しかし気にもせず大佐は高笑いをしながらジェシカの頭を軍靴で踏みつけた。見せしめと言わんばかりに。
女帝は本領を発揮した。
酒が入っていながら、大佐が防ぐより先に鳩尾を蹴ってみせたのだ。
そして、よろけたところを容赦なく撃った。
女帝が狙ったのは両足だった。
ジェシカが人の死に喜ぶ人ではないと判断した。それが悪役だとしても。
大してジェシカのことを知らなかったが女帝は確信していた。
クリスチアン大佐は仰向けに倒れる。
兵士は当然女帝にブラスターを向けたが、一瞬の躊躇いが過ちとなった。
兵士は彼女がカーチャルだと気づいたのだ。
そのための躊躇いが市民につけいられた。
兵士からブラスターを奪ったり殴り合いになった会場を、彼女は眺めた。
早く逃げなければ捕まるだろう。しかしそそくさと立ち去るにはまだ早い。
彼女はクリスチアン大佐を見下ろした。

「いい勇気だな。武器を持たない市民に武器を使うなど。
しかも抵抗しない市民にだ。」
「秩序を乱したのはあの女だ。」

カーチャルはうんざりして、ブラスターからレーザーナイフに切り替え、クリスチアン大佐の右手に落とした。
秩序は自身を守る盾ではない。

「おっと手が滑った。酒のせいかな。」

クリスチアン大佐の叫びをカーチャルは頭から切り離した。
ジェシカの遺体の横に座り、ビンに入っている残る酒を遺体の頭にかけた。
ヤンの大切な人であるジェシカ。

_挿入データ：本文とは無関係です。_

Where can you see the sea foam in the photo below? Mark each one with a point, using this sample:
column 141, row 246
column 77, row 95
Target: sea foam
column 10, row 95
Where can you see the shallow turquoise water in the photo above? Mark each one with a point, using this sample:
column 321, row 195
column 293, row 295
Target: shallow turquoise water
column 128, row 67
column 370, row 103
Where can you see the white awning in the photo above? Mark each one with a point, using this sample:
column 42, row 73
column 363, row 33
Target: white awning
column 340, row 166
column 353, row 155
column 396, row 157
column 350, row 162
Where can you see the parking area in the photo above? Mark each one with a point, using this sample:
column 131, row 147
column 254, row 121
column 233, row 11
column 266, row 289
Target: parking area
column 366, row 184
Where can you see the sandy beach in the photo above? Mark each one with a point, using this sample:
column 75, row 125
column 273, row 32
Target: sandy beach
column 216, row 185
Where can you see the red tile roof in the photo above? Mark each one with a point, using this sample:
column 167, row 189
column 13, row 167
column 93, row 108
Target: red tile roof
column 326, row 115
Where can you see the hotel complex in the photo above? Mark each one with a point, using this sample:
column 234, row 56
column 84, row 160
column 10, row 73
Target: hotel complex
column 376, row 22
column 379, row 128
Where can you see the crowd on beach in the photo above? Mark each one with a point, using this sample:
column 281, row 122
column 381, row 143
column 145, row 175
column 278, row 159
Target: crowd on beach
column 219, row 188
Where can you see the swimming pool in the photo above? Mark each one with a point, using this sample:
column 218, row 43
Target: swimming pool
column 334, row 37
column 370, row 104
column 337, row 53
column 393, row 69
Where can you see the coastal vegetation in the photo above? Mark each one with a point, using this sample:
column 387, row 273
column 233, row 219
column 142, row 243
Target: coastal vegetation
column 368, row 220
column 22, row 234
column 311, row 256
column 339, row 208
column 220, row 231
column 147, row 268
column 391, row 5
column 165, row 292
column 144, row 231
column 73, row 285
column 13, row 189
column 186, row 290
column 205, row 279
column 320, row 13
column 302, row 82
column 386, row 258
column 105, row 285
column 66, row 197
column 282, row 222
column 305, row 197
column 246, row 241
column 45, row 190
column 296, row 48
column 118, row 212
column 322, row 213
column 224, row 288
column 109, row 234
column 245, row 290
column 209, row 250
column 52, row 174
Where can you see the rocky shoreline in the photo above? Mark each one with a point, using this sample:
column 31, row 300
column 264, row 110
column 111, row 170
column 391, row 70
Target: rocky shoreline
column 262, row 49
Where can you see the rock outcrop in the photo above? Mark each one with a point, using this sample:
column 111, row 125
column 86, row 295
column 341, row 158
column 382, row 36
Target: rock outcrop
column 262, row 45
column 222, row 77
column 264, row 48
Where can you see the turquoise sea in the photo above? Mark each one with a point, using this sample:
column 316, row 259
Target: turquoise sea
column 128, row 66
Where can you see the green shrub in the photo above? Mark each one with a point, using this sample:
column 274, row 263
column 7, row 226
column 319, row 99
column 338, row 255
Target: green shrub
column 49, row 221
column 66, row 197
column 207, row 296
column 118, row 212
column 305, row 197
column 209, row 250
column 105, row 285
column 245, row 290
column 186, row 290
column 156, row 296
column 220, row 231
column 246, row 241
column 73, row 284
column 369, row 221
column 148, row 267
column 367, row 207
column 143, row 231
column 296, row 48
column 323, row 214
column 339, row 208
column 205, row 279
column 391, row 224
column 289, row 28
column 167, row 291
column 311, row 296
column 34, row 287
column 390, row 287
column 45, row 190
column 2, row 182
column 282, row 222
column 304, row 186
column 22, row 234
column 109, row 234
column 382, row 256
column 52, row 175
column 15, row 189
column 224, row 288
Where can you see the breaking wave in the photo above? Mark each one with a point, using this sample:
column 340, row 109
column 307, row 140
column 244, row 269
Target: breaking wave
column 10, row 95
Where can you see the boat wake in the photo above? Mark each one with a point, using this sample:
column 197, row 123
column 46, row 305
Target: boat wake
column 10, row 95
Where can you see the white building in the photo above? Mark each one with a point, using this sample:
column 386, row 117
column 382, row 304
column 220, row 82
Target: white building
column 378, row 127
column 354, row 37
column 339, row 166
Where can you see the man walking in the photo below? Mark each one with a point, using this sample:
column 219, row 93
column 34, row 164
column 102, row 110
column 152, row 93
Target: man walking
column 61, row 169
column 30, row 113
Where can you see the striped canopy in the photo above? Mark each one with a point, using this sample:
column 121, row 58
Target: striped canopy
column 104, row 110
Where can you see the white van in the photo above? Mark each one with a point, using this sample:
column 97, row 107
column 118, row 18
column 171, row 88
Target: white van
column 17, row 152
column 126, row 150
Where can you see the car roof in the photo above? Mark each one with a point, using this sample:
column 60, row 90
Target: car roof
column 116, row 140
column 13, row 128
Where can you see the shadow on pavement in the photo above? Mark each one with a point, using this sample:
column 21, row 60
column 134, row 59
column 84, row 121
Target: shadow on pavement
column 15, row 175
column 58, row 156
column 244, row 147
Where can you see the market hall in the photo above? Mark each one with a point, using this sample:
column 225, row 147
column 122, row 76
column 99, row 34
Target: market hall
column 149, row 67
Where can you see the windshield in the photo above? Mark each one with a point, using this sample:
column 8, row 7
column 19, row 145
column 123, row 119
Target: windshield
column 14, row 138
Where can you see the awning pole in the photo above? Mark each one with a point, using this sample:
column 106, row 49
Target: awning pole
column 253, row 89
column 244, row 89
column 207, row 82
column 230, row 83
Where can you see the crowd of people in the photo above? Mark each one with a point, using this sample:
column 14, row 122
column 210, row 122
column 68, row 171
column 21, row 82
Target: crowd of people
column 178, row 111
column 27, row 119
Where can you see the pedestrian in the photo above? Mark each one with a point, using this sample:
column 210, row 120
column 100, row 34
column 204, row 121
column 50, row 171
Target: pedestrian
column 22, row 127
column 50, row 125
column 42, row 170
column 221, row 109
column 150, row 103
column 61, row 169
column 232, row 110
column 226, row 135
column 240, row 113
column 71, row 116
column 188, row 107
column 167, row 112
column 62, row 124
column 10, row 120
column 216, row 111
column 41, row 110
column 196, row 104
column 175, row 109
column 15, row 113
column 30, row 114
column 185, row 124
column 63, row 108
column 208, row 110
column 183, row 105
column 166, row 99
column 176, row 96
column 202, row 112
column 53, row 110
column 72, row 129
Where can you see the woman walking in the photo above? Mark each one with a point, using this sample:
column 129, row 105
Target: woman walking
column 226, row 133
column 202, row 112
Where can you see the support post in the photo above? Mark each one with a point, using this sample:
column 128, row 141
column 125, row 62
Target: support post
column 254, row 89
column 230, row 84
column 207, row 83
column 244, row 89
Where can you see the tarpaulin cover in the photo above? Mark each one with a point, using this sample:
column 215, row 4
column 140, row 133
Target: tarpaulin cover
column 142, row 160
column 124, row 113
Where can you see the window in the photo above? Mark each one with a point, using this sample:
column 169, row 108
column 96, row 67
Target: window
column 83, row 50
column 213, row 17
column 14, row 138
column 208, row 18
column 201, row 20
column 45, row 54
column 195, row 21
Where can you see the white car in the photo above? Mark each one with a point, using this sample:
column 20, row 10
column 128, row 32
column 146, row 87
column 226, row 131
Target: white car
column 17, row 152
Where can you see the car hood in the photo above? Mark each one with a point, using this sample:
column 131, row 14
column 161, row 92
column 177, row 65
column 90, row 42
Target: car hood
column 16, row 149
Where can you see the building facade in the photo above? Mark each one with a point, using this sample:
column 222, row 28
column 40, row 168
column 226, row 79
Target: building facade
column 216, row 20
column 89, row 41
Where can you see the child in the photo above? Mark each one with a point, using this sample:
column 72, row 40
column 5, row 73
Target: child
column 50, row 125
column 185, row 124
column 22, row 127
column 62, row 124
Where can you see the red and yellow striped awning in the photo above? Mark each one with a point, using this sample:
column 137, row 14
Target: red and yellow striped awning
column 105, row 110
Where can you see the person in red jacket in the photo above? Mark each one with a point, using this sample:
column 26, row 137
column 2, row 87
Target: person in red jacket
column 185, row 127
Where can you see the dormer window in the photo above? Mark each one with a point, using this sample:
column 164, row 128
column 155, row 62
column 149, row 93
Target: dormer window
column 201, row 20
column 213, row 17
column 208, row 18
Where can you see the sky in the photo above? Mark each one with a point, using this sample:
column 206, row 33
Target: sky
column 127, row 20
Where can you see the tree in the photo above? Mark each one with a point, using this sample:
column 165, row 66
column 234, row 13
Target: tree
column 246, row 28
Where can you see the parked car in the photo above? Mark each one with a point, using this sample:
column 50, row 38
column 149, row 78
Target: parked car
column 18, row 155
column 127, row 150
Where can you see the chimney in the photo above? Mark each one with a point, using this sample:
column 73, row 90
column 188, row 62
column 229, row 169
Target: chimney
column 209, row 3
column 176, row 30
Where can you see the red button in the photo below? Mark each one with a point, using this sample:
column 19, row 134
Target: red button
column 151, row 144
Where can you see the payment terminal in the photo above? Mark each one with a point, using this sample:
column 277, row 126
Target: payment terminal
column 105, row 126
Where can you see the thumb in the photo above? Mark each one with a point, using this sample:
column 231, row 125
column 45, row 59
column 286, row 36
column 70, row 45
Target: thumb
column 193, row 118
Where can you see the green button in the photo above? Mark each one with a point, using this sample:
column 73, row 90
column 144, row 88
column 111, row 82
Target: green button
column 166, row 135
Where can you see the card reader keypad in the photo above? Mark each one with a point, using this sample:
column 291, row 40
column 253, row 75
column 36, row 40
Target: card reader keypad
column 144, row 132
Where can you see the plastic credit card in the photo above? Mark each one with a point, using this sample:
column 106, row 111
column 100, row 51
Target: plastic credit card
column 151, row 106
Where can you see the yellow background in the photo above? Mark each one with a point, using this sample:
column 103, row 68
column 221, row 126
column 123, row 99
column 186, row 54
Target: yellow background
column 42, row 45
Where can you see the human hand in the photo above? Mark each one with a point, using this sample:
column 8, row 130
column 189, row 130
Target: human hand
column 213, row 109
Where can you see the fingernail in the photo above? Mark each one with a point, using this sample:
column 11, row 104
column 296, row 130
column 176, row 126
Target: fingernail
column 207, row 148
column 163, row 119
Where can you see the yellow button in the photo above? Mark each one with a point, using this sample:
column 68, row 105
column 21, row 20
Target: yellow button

ここまで無残な死があってはならない。
まさか、こんなことになるとは考えていなかった。
今の世ひどい話だが軍人が生き残るのだ。
女帝は彼女を密かに気に入っていた。彼女の言論を好んでもいた。

「武力で示す我々より、言論で示す平和的なお前さんが先に逝くなんて世の中は理不尽だ。」

カーチャルは頭のなかでヤンに何を言うか考えつつ、捕まらないうちにその場をあとにした。